Tuesday, November 4, 2008

The Warren Buffett Way: Chp 4 Part 2: Buying a Business

Management Tenets:

Judgement of how effective management has behaved, is an important part of the analysis that Buffett performs before deciding to invest in a company. However, it's important to note that for Buffett, excellent management capabilities do not trump poor business economics. The following are the management tenets the author believes are critical factors in Buffett's assessment of management.

1. Is management rational?
2. Is management candid with shareholders?
3. Does management resist the institutional imperative?

One fruitful place to examine if management is behaving in a rational manner, is in their allocation of capital. How well management allocates capital is extremely important for investors because capital allocation over time will determine shareholder value. It's rational to invest a company's retained earnings if it will earn more than the company's cost of capital. Unfortunately, many managers are found lacking when judged on their capital allocation decisions against this standard.

If a rational investment for retained earnings cannot be found, management should return the earnings to shareholders, either in the form of dividenda or with share buybacks.

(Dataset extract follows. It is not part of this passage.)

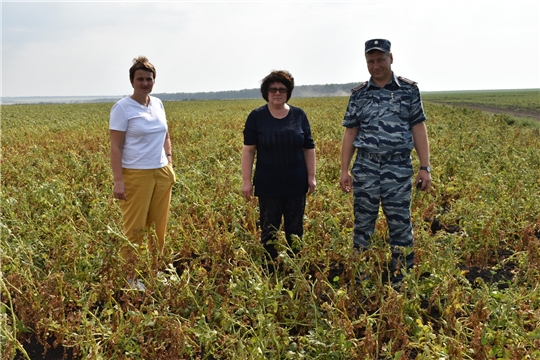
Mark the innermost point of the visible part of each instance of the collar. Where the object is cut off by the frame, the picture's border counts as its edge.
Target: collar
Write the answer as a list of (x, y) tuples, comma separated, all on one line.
[(393, 80)]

Share buybacks can be particularly rewarding for shareholders if shares in the company are bought back at a price less than its intrinsic value.

Another test for management is whether they can be open and forthcoming about problems and mistakes with their shareholders. All too often, management only emphasizes successes and does not appropriately disclose company problems. Buffett states that whether by GAAP, non-GAAP or extra-GAAP, management needs to report information that will allow answers to the following questions: 1)what is the company approximately worth 2) how likely can the company meets its financial obligations and 3) how well have managers acted?

The institutional imperative refers to the tendency of management to imitate the behaviour of other management, regardless of how illogical those actions may be. Most managers try not to look foolish and so they tend to resist change. A good example of resisting the institutional imperative is the way that Bershire's insurance companies do not write policies when they are expected to produce a poor return for shareholders.